Internet versus de leraar
Soms denk ik weleens: kunnen we dat internet niet beter cancellen, in plaats van elkaar?
Ergens zwerft nog een door mij in elkaar geknutseld katje met daarop vele soorten naai- en borduursteken zoals de kruis-, rijg- en stiksteek, en de door mij daarna nooit meer gebruikte ster- en ruitsteek plus nog wat andere steken waarvan ik de naam niet eens meer ken.
Handwerken heette het vak waarbij je dat leerde. Op de lagere school kregen de meisjes nog handwerken (kon blijkbaar ook wel met één hand) en de jongens handenarbeid. Ja, ja, handenarbeid moest blijkbaar met twee handen, terwijl ik kan hakken, zagen en slaan met één hand, maar breien wordt toch wat lastiger. En handenarbeid was toen ook alleen nog voor de jongens, want blijkbaar te gevaarlijk voor meisjes. Al dat gereedschap, daar laat je je kind ook niet onbegeleid mee spelen, dus je vrouw al helemáál niet. En derhalve waren dat toen nog gescheiden vakken.
Maar toen ik naar de middelbare school ging kwam gelukkig het inzicht dat dit belachelijk was, en daarna kreeg ik verplicht handenarbeid én handwerken. Net als de jongens. En de vakken werden omgedoopt naar handvaardigheid en textiele werkvormen.
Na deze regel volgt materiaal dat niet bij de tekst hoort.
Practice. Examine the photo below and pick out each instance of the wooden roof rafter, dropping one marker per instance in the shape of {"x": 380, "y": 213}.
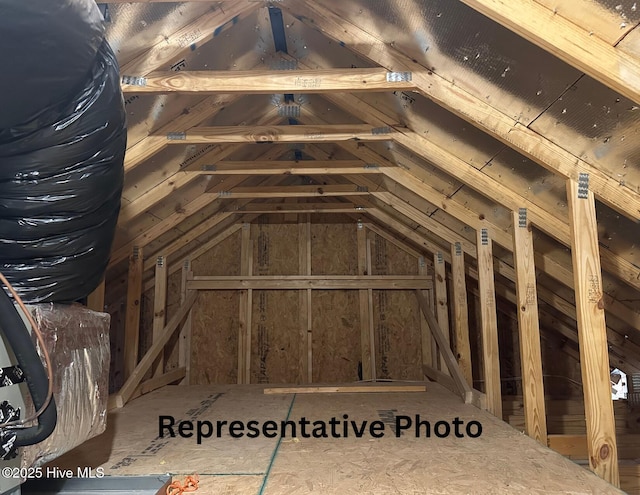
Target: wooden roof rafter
{"x": 573, "y": 44}
{"x": 543, "y": 261}
{"x": 472, "y": 109}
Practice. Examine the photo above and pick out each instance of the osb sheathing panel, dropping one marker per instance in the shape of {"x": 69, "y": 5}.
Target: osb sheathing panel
{"x": 275, "y": 340}
{"x": 215, "y": 322}
{"x": 333, "y": 246}
{"x": 336, "y": 335}
{"x": 275, "y": 248}
{"x": 214, "y": 337}
{"x": 335, "y": 316}
{"x": 396, "y": 316}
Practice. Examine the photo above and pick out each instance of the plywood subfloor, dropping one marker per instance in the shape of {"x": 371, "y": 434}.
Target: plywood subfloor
{"x": 502, "y": 460}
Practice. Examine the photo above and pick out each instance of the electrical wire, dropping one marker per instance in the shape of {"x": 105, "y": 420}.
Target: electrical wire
{"x": 45, "y": 353}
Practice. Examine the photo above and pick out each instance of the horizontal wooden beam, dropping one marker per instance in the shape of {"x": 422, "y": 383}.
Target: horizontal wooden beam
{"x": 575, "y": 446}
{"x": 564, "y": 39}
{"x": 294, "y": 191}
{"x": 304, "y": 167}
{"x": 267, "y": 81}
{"x": 324, "y": 282}
{"x": 348, "y": 389}
{"x": 280, "y": 134}
{"x": 313, "y": 208}
{"x": 299, "y": 208}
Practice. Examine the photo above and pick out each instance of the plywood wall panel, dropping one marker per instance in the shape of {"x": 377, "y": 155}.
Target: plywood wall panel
{"x": 336, "y": 336}
{"x": 214, "y": 338}
{"x": 215, "y": 323}
{"x": 334, "y": 247}
{"x": 275, "y": 341}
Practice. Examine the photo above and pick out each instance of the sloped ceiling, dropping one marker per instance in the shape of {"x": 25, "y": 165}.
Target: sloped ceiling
{"x": 497, "y": 117}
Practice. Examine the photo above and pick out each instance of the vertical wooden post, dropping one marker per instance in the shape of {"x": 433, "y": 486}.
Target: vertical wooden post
{"x": 132, "y": 318}
{"x": 246, "y": 296}
{"x": 427, "y": 340}
{"x": 441, "y": 301}
{"x": 184, "y": 341}
{"x": 95, "y": 300}
{"x": 592, "y": 331}
{"x": 365, "y": 339}
{"x": 489, "y": 320}
{"x": 304, "y": 264}
{"x": 309, "y": 323}
{"x": 529, "y": 325}
{"x": 461, "y": 313}
{"x": 372, "y": 332}
{"x": 159, "y": 309}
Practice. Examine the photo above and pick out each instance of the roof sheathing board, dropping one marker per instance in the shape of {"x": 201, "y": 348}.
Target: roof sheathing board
{"x": 461, "y": 45}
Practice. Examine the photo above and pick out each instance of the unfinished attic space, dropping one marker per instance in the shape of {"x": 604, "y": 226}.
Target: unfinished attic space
{"x": 329, "y": 247}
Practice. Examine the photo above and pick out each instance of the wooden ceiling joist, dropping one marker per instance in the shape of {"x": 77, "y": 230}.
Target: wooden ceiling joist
{"x": 280, "y": 134}
{"x": 225, "y": 14}
{"x": 489, "y": 187}
{"x": 567, "y": 41}
{"x": 420, "y": 186}
{"x": 339, "y": 190}
{"x": 474, "y": 110}
{"x": 268, "y": 81}
{"x": 302, "y": 167}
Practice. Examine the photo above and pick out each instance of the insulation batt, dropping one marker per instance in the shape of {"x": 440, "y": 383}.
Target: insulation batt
{"x": 61, "y": 164}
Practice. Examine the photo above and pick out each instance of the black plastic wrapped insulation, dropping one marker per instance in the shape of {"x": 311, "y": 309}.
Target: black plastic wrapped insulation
{"x": 48, "y": 48}
{"x": 61, "y": 177}
{"x": 18, "y": 337}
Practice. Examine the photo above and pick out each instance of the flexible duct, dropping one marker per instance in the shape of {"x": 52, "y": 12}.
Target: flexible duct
{"x": 62, "y": 143}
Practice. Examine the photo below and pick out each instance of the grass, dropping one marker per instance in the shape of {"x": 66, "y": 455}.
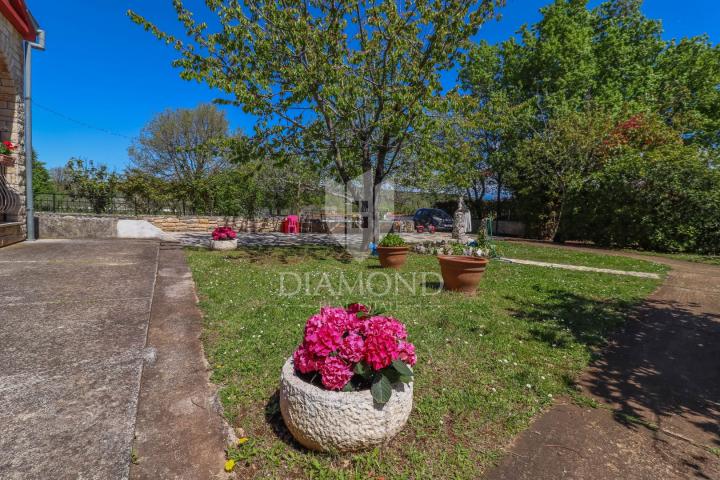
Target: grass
{"x": 569, "y": 256}
{"x": 486, "y": 365}
{"x": 688, "y": 257}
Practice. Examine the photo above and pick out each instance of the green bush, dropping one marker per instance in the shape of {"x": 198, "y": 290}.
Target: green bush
{"x": 392, "y": 240}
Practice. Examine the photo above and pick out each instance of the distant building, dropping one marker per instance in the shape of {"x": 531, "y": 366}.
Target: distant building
{"x": 17, "y": 27}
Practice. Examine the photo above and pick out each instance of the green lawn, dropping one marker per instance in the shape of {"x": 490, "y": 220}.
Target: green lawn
{"x": 569, "y": 256}
{"x": 486, "y": 365}
{"x": 688, "y": 257}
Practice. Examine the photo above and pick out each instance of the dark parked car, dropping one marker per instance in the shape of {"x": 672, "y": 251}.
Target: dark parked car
{"x": 440, "y": 219}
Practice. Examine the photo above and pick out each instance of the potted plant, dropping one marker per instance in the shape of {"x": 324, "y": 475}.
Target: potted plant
{"x": 224, "y": 238}
{"x": 462, "y": 265}
{"x": 392, "y": 251}
{"x": 6, "y": 149}
{"x": 349, "y": 385}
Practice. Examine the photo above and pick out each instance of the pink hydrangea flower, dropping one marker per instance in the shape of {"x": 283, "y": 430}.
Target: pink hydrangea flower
{"x": 380, "y": 350}
{"x": 335, "y": 373}
{"x": 324, "y": 341}
{"x": 353, "y": 348}
{"x": 407, "y": 353}
{"x": 304, "y": 361}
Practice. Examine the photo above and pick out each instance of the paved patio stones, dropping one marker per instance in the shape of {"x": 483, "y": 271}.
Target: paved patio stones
{"x": 73, "y": 326}
{"x": 74, "y": 319}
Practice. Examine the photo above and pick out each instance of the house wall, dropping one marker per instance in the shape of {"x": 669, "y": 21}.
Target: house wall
{"x": 12, "y": 119}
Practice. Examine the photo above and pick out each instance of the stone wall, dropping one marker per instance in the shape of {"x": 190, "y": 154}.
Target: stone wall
{"x": 12, "y": 117}
{"x": 67, "y": 225}
{"x": 11, "y": 233}
{"x": 50, "y": 225}
{"x": 201, "y": 224}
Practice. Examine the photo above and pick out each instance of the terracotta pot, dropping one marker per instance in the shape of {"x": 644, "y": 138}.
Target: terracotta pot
{"x": 223, "y": 244}
{"x": 462, "y": 273}
{"x": 392, "y": 257}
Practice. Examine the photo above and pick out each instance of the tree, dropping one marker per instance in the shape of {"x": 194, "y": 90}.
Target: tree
{"x": 184, "y": 146}
{"x": 349, "y": 83}
{"x": 558, "y": 160}
{"x": 42, "y": 183}
{"x": 94, "y": 183}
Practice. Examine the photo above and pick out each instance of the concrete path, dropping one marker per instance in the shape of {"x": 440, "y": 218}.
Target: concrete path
{"x": 74, "y": 320}
{"x": 579, "y": 268}
{"x": 658, "y": 387}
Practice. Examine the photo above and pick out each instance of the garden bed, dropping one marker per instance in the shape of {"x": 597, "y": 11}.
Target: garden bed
{"x": 486, "y": 364}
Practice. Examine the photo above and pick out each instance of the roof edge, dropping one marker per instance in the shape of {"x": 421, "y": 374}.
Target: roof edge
{"x": 20, "y": 18}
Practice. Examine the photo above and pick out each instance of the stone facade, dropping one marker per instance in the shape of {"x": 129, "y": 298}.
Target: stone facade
{"x": 200, "y": 224}
{"x": 12, "y": 117}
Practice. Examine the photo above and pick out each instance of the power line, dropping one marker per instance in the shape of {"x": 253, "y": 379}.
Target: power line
{"x": 80, "y": 122}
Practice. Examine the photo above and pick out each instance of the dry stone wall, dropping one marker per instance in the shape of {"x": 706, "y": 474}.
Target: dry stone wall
{"x": 12, "y": 120}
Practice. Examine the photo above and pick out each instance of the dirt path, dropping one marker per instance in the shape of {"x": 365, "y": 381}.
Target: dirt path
{"x": 658, "y": 389}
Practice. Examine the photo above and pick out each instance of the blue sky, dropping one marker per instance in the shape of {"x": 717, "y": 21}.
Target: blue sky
{"x": 102, "y": 77}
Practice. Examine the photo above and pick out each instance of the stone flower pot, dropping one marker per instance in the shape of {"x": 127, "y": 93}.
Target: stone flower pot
{"x": 223, "y": 244}
{"x": 340, "y": 421}
{"x": 392, "y": 257}
{"x": 462, "y": 273}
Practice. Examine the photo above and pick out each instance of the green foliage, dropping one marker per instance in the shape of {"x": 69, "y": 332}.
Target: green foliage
{"x": 93, "y": 182}
{"x": 592, "y": 120}
{"x": 392, "y": 240}
{"x": 42, "y": 183}
{"x": 346, "y": 83}
{"x": 381, "y": 389}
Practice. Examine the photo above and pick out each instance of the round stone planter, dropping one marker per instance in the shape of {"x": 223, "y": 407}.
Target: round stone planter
{"x": 340, "y": 421}
{"x": 462, "y": 273}
{"x": 392, "y": 257}
{"x": 223, "y": 244}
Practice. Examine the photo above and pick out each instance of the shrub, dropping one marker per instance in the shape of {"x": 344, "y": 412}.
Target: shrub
{"x": 392, "y": 240}
{"x": 224, "y": 233}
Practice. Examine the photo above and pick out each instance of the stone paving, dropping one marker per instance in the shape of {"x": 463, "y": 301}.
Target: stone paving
{"x": 81, "y": 323}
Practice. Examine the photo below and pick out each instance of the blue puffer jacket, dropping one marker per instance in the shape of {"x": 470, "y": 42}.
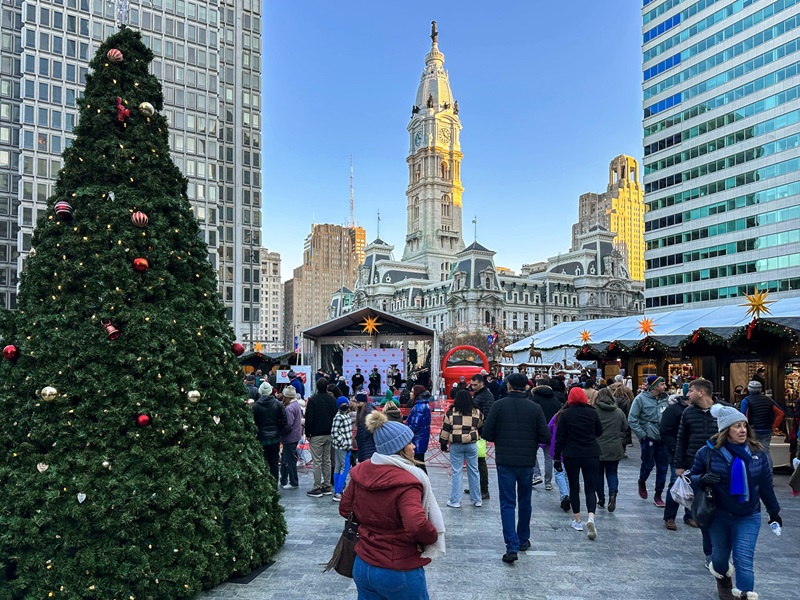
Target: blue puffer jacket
{"x": 759, "y": 479}
{"x": 419, "y": 421}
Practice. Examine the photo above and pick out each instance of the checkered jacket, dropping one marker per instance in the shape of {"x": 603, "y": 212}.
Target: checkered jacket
{"x": 460, "y": 429}
{"x": 342, "y": 431}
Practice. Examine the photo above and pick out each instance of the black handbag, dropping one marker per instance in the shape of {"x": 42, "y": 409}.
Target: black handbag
{"x": 703, "y": 504}
{"x": 344, "y": 554}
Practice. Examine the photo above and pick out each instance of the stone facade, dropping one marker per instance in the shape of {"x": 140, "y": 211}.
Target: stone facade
{"x": 442, "y": 284}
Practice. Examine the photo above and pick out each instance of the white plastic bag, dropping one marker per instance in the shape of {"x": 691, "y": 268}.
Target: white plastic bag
{"x": 682, "y": 492}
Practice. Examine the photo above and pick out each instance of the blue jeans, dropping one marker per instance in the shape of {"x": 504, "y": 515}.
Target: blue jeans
{"x": 515, "y": 483}
{"x": 375, "y": 583}
{"x": 654, "y": 453}
{"x": 609, "y": 469}
{"x": 561, "y": 482}
{"x": 458, "y": 454}
{"x": 737, "y": 535}
{"x": 671, "y": 507}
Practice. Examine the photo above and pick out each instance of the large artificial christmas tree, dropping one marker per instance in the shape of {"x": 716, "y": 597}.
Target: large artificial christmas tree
{"x": 129, "y": 466}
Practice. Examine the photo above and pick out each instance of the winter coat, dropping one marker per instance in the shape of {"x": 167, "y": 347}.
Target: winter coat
{"x": 759, "y": 479}
{"x": 484, "y": 400}
{"x": 516, "y": 425}
{"x": 543, "y": 396}
{"x": 387, "y": 502}
{"x": 320, "y": 410}
{"x": 695, "y": 429}
{"x": 614, "y": 424}
{"x": 762, "y": 412}
{"x": 645, "y": 415}
{"x": 670, "y": 424}
{"x": 460, "y": 429}
{"x": 577, "y": 432}
{"x": 294, "y": 424}
{"x": 342, "y": 431}
{"x": 419, "y": 421}
{"x": 270, "y": 419}
{"x": 364, "y": 440}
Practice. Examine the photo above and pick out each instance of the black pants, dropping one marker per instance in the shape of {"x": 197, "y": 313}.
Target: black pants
{"x": 590, "y": 466}
{"x": 271, "y": 453}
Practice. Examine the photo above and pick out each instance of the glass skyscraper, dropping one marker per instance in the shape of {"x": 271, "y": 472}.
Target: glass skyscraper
{"x": 721, "y": 99}
{"x": 208, "y": 58}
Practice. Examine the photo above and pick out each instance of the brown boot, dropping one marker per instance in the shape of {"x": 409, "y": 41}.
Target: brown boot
{"x": 725, "y": 584}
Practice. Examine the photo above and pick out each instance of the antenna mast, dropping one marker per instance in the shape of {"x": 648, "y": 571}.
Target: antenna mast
{"x": 352, "y": 222}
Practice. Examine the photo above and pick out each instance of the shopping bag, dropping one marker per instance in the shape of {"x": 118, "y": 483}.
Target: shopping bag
{"x": 682, "y": 492}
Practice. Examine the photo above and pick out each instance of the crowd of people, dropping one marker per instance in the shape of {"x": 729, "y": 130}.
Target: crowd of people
{"x": 373, "y": 463}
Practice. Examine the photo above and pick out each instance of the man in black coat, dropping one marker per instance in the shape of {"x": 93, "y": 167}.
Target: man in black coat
{"x": 670, "y": 422}
{"x": 320, "y": 410}
{"x": 517, "y": 427}
{"x": 696, "y": 427}
{"x": 543, "y": 396}
{"x": 483, "y": 400}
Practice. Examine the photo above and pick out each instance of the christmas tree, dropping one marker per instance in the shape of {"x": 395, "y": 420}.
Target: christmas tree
{"x": 129, "y": 466}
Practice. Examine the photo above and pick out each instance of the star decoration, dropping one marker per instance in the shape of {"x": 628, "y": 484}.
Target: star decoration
{"x": 646, "y": 326}
{"x": 370, "y": 325}
{"x": 757, "y": 304}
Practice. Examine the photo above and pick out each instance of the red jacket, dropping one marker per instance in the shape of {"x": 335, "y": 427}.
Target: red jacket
{"x": 387, "y": 502}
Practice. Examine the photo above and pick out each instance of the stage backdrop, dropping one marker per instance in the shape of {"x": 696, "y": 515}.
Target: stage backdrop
{"x": 383, "y": 358}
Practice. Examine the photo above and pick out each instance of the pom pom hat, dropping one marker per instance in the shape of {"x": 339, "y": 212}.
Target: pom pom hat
{"x": 390, "y": 437}
{"x": 726, "y": 416}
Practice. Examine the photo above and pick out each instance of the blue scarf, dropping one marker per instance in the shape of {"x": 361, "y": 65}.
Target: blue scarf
{"x": 739, "y": 456}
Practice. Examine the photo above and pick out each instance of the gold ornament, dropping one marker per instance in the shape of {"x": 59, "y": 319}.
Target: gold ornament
{"x": 757, "y": 303}
{"x": 49, "y": 393}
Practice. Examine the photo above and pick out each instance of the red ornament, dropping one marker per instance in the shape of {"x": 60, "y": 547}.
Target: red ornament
{"x": 139, "y": 219}
{"x": 11, "y": 352}
{"x": 114, "y": 56}
{"x": 63, "y": 209}
{"x": 112, "y": 332}
{"x": 122, "y": 112}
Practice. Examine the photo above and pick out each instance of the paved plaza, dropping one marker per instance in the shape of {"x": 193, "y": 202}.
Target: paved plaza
{"x": 633, "y": 558}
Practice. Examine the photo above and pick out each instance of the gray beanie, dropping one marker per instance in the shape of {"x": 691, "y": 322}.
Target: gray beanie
{"x": 391, "y": 437}
{"x": 726, "y": 416}
{"x": 754, "y": 386}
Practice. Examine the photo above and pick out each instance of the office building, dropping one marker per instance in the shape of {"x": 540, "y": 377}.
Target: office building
{"x": 207, "y": 56}
{"x": 721, "y": 161}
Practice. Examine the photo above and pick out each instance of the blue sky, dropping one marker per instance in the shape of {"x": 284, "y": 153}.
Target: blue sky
{"x": 549, "y": 93}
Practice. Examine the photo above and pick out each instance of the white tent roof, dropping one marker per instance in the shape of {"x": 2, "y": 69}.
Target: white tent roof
{"x": 674, "y": 322}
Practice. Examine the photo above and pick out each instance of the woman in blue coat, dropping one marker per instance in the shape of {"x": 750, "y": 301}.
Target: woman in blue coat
{"x": 740, "y": 475}
{"x": 419, "y": 421}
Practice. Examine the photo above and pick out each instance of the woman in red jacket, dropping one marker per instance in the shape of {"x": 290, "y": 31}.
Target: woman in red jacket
{"x": 401, "y": 525}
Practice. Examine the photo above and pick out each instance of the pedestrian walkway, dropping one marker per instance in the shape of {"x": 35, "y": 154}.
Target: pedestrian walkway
{"x": 633, "y": 558}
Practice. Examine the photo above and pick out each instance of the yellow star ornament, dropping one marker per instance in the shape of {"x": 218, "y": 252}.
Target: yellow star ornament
{"x": 646, "y": 326}
{"x": 757, "y": 304}
{"x": 370, "y": 325}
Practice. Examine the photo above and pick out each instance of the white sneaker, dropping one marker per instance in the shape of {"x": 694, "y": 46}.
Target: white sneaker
{"x": 592, "y": 533}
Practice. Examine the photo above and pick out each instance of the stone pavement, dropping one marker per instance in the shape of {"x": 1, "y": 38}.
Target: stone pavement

Bij textiele werkvormen raakte ik echter al snel de draad weer kwijt, waardoor je mij op dat gebied nu nog steeds van alles op de mouw kunt spelden, maar handvaardigheid vond ik leuk. Ik heb me daar suf gevlochten aan pitrieten mandjes, leerde timmeren, (figuur)zagen, schilderen, schroeven, boren en de namen onthouden van alle gereedschappen. Heel handig!
Alleen kom ik inmiddels niet meer verder dan de hamer, zaag en schroevendraaier, want alles heeft ineens een Engelse naam. En omdat ik de Pozidrive, de Plier, de Ruler, de Steel Pipe Wrench, plus alle soorten -board en -tape zelf niet zo vaak meer hanteer – en deze termen er vroeger dus niet zijn ingestampt – weet ik nu echt niet meer wat het allemaal is. Het enige item dat nog een Nederlandse naam heeft is gek genoeg de Engelse sleutel.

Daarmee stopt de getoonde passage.